Better Business Bureaus (BBBs) are warning consumers that several Ebola fundraising page on GoFundMe was created to raise donations for Amber Joy Vinson, the nurse who traveled from Dallas to Cleveland and is currently being treated in Atlanta for Ebola. Several BBBs across the U.S have also reported on phone solicitation from an organization supposedly raising money to help with Ebola.

Ebola scam

There are currently no FDA-approved vaccines or drugs to prevent or treat Ebola. Although there are experimental Ebola vaccines and treatments under development, these investigational products are in the early stages of product development, have not yet been fully tested for safety or effectiveness, and the supply is very limited.


What is Ebola fundraisers scam
You may get urgent appeals for aid by phone or mail, by e-mail, on websites, or even in person, claiming that they want to raise donations to assist Ebola victims or those out of work due to quarantines imposed after exposure to the virus.

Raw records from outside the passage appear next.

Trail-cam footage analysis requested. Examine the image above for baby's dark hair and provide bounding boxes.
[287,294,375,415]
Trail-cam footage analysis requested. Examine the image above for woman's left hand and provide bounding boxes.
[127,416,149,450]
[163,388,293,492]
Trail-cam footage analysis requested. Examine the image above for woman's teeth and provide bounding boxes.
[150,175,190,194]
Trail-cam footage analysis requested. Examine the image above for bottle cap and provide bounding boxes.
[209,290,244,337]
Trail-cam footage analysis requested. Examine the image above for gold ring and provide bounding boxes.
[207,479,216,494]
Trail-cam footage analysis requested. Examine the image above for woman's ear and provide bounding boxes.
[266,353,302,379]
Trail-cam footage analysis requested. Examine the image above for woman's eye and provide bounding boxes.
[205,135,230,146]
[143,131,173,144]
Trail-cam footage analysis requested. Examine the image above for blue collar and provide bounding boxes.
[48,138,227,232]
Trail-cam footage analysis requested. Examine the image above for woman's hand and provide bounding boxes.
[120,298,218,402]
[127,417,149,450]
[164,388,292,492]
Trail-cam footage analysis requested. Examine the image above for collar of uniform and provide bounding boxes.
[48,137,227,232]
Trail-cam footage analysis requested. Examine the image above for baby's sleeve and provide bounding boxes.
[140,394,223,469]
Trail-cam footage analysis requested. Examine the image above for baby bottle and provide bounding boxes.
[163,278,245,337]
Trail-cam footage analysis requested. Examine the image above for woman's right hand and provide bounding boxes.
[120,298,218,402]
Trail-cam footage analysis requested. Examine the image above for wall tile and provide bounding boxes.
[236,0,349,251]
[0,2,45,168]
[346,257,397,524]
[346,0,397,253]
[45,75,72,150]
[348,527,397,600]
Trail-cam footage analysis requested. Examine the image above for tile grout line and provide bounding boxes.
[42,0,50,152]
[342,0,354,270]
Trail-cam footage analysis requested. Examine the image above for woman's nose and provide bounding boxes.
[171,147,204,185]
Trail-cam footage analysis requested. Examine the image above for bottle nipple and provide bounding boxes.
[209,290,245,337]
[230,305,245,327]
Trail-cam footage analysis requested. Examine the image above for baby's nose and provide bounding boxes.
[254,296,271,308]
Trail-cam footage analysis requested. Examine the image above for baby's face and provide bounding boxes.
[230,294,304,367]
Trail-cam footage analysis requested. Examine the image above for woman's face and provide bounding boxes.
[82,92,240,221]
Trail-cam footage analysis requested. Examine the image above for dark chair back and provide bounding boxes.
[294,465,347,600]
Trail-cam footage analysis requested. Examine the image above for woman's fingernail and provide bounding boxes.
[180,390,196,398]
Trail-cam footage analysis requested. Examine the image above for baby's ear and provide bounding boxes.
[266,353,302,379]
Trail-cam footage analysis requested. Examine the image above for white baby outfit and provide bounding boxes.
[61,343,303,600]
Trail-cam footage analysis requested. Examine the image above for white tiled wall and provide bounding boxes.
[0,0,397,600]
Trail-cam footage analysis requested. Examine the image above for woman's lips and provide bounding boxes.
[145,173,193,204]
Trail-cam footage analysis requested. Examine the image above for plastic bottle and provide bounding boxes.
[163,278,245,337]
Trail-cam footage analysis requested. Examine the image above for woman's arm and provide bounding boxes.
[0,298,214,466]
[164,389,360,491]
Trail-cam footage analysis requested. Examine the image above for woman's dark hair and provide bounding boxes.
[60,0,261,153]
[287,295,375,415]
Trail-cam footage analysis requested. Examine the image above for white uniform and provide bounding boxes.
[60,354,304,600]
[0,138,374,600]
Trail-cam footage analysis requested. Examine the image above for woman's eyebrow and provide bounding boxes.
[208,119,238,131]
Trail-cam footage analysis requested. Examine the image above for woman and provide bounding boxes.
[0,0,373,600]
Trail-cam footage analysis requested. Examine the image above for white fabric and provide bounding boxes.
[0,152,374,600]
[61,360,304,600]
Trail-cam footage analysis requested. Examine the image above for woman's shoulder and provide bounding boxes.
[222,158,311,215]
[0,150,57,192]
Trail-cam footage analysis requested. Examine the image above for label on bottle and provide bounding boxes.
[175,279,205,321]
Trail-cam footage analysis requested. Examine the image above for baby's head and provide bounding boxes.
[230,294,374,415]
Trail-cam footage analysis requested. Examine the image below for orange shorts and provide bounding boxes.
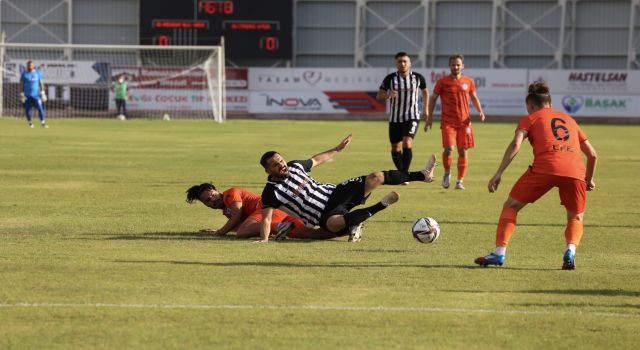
[247,209,304,238]
[509,168,587,214]
[440,124,476,149]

At this moment, there are more than 100 GoFundMe.com pages raising money for various Ebola campaigns.

BBBs also reported on phone solicitation from an organization supposedly raising money to help with Ebola. When pressed, the caller says he is from a famous charity’s chapter in the Bronx, New York. BBB Metro New York confirmed that no such branch exists and that the solicitation is likely a scam.


How the scam work?
1. They will try to make you feel an emotional connection between you and the Ebola patients. They will tell you a story about the victim that makes you think they are close friends/family with the victims.

2. Some of the fund claimed that the Ebola Victim family authorized their effort to collect donation and there is no legitimate source to confirm about it.

3. Most of the scammers are using GoFundMe pages to raised the money for the Ebola Victim but several bogus organizations have also been reported making a call claiming that they want to raise donations to assist Ebola victims.


How to Protect Yourself?
If you’re asked to make a charitable donation, Better Business Bureaus (BBBs) shared these tips:

1. Be alert for charities that seem to have sprung up overnight in connection with current events. “Look alike” websites resembling legitimate charitable organizations and international aid efforts are popping up. Check out the charity with the Give.org, BBB’s national charity review organization.

2. Donate to charities you know and trust. You want to find a charity with a proven track record. The CDC Foundation, a nonprofit organization established by Congress, has a Global Disaster Response Fund that supports the CDC’s work in West Africa.

3. Ask if a caller is a paid fundraiser, who they work for, and what percentage of your donation goes to the charity and to the fundraiser. If you don’t get a clear answer — or if you don’t like the answer you get — consider donating to a different organization.

4. Don’t give out financial information — including your credit card or bank account number — unless you know the charity is reputable.

5. Never click on links or open attachments in emails unless you know who sent it and what it is. Opening attachments — even in emails that seem to be from friends or family — can install malware on your computer.

6. Verify the origins of any email or text messages soliciting donations for Ebola aid efforts.

7. Don’t assume that charity messages posted on social media are legitimate or have been vetted. Research the charitable organization yourself.

8. When texting to donate, first confirm the number with the source. The charge will show up on your mobile phone bill, but be aware that text donations are not immediate.

9. Depending on the text message service used by the charity, it can take as much as 90 days for the charity to receive the funds.

10. Never send cash: you can’t be sure the organization will receive your donation, and you won’t have a record for tax purposes.